A bottle of Johnson and Johnson Baby Powder is seen in a photo illustration taken in New York, February 24, 2016. REUTERS/Shannon Stapleton/Illustration

By Diana Novak Jones

(Reuters) -A Los Angeles jury ordered Johnson & Johnson to pay $966 million to the family of a woman who died from mesothelioma, finding the company liable in the latest trial alleging its talc products cause cancer.

The family of Mae Moore, a California resident who died at age 88 in 2021, sued the company the same year, claiming J&J's talc baby powder products contained asbestos fibers that caused her rare cancer. The jury late on Monday ordered J&J to pay $16 million in compensatory damages and $950 million in punitive damages, according to court filings.

The verdict could be reduced on appeal as the U.S. Supreme Court has found that punitive damages should generally be no more than nine times compensatory damages.

Erik Haas, Johnson & Johnson's worldwide vice president of litigation, said in a statement that the company plans to immediately appeal, calling the verdict "egregious and unconstitutional."

"The plaintiff lawyers in this Moore case based their arguments on ‘junk science’ that never should have been presented to the jury," Haas said.

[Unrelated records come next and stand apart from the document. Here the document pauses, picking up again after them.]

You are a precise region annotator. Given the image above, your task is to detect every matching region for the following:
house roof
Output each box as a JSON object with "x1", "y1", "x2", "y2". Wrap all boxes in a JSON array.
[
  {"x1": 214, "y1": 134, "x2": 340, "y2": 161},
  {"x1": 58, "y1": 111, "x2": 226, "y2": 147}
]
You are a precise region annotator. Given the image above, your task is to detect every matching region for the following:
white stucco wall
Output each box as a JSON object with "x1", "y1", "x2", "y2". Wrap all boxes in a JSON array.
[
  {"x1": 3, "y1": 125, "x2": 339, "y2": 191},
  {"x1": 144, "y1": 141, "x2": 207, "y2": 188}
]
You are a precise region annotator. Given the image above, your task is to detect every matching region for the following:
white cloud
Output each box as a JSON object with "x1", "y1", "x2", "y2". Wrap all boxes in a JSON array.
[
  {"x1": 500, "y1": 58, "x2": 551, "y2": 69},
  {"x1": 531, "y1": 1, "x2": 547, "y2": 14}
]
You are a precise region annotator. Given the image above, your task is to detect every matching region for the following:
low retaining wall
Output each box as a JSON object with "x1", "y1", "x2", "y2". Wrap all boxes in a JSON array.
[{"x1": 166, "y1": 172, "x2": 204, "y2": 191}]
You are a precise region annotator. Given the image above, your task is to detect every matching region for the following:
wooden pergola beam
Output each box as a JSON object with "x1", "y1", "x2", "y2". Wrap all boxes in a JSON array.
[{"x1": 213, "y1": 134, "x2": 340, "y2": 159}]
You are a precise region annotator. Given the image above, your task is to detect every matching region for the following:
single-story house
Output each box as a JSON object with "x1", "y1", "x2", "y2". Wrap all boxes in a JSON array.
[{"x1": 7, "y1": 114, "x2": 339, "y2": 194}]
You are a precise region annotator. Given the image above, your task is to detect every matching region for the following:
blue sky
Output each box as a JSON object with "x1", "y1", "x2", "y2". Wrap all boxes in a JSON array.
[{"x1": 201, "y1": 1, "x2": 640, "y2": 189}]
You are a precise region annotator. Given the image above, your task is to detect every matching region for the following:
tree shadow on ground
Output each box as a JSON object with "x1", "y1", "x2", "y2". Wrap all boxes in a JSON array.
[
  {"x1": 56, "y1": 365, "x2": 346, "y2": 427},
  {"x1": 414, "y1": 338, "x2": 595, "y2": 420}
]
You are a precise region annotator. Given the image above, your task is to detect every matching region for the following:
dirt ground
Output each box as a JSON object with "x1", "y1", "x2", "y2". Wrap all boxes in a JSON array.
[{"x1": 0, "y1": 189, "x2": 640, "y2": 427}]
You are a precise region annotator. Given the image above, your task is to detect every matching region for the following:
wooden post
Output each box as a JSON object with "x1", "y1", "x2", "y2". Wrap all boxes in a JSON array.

The company has said its products are safe, do not contain asbestos, and do not cause cancer. J&J stopped selling talc-based baby powder in the U.S. in 2020, switching to a cornstarch product. Mesothelioma has been linked to asbestos exposure.

Trey Branham, one of the attorneys representing Moore's family, said after the verdict that his team is “hopeful that Johnson & Johnson will finally accept responsibility for these senseless deaths.”

J&J is facing lawsuits from more than 67,000 plaintiffs who say they were diagnosed with cancer after using baby powder and other talc products, according to court filings. The number of lawsuits alleging talc caused mesothelioma is a small subset of these cases, with the vast majority involving ovarian cancer claims.

J&J has sought to resolve the litigation through bankruptcy, a proposal that has been rejected three times by federal courts.

Lawsuits alleging talc caused mesothelioma were not part of the last bankruptcy proposal. The company has previously settled some of those claims but has not struck a nationwide settlement, so many lawsuits over mesothelioma have proceeded to trial in state courts in recent months.

In the past year, J&J has been hit with several substantial verdicts in mesothelioma cases, but Monday's is among the largest. The company has won some of the mesothelioma trials, including last week in South Carolina, where a jury found J&J not liable.

The company has been successful in reducing some of the awards on appeal, including in one Oregon case where a state judge granted J&J's motion to throw out a $260 million verdict and hold a new trial.